Legislative Council - Fifty-Third Parliament, Second Session (53-2)
2015-12-02 Daily Xml

Contents

Matters of Interest

World AIDS Day

The Hon. T.T. NGO (15:22): Yesterday, 1 December, was World AIDS Day, a day which aims to raise awareness of HIV and ensure that HIV positive people live free from stigma and discrimination. As someone who grew up in the 1980s, I am well aware of the publicity that surrounded the HIV/AIDS epidemic at that time. I remember when Hollywood legend and movie star, Rock Hudson, announced that he had AIDS. That was when I, my schoolmates, and many people around the world first learned about AIDS.

It was an even bigger shock when less than four months later Hudson died of the disease. I also remember the media coverage of Hudson's announcement and subsequent death. The daily images of Hudson looking very pale in a wheelchair and the revelation that he was in a homosexual relationship for years gave the misconception that both HIV and AIDS are life-threatening conditions associated with death—very quick death—and HIV is associated with behaviours that even today many people disapprove of such as homosexuality.

More recently, HIV has again had increased media coverage due to Charlie Sheen's announcement that he is HIV positive. Again, the media has focused on Sheen's supposedly bad behaviour and not the disease itself. It saddened me that there were many misconceptions about HIV and AIDS when I first learned about it in the eighties. It saddens me even more that there are still misconceptions about the disease and that HIV positive people still face stigma and discrimination.

Recently, I represented the Hon. Jack Snelling, the Minister for Health, at 'Nothing about us without us,' an event held by Relationships Australia which focused on the stigma and discrimination that people who are HIV positive face. I have learnt a great deal from the keynote speaker, Dr Lydia Mungherera. Dr Lydia Mungherera is an extraordinary advocate for people living positively with HIV. She herself breaks the stereotype that many believe is a typical HIV positive person. As a doctor from a wealthy family many would not think that Dr Lydia is HIV positive. She and others demonstrate that there is no typical HIV positive person—after all, HIV does not discriminate.

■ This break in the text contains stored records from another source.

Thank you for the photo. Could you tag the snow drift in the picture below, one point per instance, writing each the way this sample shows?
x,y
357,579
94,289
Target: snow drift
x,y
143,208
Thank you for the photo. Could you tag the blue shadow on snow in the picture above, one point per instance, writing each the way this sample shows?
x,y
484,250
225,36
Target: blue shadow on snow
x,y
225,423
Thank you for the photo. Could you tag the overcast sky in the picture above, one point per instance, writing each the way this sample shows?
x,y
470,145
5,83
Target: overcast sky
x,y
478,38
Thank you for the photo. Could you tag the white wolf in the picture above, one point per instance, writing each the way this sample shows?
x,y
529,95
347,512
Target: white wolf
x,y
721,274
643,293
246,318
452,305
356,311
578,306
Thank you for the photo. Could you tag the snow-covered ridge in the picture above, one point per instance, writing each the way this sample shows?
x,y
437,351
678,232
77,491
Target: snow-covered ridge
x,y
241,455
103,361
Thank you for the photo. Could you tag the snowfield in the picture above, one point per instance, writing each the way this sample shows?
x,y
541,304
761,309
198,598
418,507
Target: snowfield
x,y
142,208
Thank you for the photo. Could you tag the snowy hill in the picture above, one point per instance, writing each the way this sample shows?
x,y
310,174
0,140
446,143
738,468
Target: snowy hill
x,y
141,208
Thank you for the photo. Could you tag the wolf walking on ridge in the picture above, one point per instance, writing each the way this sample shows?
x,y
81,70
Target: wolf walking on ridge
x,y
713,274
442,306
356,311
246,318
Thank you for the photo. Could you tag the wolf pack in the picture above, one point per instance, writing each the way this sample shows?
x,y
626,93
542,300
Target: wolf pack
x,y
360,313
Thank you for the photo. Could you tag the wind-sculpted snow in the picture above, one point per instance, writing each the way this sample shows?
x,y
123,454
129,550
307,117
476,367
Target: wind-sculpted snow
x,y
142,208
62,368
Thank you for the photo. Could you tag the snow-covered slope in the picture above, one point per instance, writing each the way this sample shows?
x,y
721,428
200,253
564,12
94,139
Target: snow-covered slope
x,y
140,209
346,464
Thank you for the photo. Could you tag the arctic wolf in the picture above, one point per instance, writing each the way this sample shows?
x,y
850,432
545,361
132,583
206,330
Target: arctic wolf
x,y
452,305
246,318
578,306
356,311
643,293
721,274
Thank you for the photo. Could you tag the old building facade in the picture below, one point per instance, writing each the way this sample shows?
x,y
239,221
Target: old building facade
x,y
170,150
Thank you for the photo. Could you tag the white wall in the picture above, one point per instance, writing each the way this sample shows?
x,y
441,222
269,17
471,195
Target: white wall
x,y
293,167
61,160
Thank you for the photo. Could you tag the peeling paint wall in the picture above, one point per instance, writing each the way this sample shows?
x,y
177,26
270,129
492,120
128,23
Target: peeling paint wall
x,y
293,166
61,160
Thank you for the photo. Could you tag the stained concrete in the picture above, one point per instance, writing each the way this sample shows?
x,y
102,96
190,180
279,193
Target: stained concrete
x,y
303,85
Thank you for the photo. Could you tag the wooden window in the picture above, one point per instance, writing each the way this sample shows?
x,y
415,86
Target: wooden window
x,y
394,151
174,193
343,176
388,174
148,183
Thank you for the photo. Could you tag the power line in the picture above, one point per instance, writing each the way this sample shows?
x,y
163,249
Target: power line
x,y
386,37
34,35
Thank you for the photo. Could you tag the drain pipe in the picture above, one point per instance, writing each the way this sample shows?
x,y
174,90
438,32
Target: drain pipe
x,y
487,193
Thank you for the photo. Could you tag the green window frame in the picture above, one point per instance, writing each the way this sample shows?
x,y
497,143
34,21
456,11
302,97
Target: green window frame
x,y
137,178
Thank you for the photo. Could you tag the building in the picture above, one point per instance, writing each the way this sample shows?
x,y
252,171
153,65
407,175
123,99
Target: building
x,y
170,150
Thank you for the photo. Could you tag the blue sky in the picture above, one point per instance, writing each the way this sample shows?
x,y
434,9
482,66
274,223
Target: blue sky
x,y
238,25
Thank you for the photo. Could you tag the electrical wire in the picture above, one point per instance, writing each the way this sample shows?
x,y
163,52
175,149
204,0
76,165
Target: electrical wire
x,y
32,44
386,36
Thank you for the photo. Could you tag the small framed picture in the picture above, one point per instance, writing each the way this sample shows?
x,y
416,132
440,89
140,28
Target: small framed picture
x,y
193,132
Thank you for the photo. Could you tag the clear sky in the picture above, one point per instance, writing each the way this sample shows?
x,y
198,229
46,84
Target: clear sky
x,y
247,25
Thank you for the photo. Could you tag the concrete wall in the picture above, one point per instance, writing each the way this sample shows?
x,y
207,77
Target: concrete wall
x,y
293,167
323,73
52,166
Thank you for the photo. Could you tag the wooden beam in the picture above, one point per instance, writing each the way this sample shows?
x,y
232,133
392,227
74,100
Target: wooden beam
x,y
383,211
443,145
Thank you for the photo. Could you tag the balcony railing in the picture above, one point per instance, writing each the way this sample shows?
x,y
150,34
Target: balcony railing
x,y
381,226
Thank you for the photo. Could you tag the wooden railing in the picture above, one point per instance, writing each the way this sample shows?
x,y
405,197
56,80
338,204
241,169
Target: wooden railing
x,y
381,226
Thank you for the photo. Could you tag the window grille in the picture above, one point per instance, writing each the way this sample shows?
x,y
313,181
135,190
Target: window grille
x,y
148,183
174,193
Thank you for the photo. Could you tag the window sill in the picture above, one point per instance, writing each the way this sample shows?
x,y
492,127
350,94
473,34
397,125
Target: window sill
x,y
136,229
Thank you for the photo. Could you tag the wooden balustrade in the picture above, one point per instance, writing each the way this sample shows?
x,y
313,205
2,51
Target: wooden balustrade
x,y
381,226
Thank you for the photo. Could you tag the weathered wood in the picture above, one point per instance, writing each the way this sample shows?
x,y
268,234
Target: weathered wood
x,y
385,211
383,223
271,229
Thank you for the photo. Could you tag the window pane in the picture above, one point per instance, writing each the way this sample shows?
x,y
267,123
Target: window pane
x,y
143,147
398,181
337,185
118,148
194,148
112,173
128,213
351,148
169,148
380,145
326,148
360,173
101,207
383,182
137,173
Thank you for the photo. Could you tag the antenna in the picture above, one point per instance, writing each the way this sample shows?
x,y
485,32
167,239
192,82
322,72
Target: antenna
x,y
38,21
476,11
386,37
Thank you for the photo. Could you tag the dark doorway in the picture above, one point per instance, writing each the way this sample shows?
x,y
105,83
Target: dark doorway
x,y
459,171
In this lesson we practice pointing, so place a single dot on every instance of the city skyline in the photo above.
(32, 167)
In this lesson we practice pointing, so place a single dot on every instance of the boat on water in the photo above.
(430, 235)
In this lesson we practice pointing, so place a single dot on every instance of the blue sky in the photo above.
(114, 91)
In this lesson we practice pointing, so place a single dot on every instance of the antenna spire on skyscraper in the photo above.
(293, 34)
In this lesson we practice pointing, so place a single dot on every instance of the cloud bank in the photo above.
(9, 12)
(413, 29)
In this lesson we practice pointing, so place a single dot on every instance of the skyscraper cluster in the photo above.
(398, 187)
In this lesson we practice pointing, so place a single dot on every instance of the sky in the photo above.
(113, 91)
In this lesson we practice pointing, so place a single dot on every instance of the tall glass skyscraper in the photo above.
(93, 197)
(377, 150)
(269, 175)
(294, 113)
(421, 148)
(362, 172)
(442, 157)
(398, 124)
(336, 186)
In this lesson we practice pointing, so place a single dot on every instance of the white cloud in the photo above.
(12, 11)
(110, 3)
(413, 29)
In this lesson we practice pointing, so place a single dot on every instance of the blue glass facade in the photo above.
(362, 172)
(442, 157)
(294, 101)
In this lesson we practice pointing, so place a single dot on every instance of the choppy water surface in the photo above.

The World Health Organisation cites fear of stigma and discrimination as the main reasons people are reluctant to get tested, disclose their HIV status and take antiretroviral drugs. This fact alone should be reason enough for the community to tackle this issue. An unwillingness to take an HIV test means that more people are diagnosed late when the virus may have already progressed to AIDS. This makes treatment less effective, increasing the likelihood of transmitting HIV to others and causing early death.

Despite Australia's response to HIV, Australia and the world continue to be challenged by new HIV infections. At the end of 2014 in Australia, around 27,150 people were living with HIV. In the most recent annual surveillance report for South Australia there were 55 new notifications of HIV in 2014. The South Australian government is working with non-government sector organisations, including Relationships Australia South Australia, to provide programs and services that target South Australians who are at the highest risk of HIV and blood-borne virus infections.

These programs and services assist people with HIV to live a normal life and also help to break the community's negative perceptions of this disease. By breaking these perceptions people will be empowered to get tested, disclose and get treatment. An extract from a HIV positive woman in Vietnam shows the severe impact that misconceptions can have. She said:

I am afraid of giving my disease to my family members, especially my youngest brother who is so small…I don't hold him in my arms now.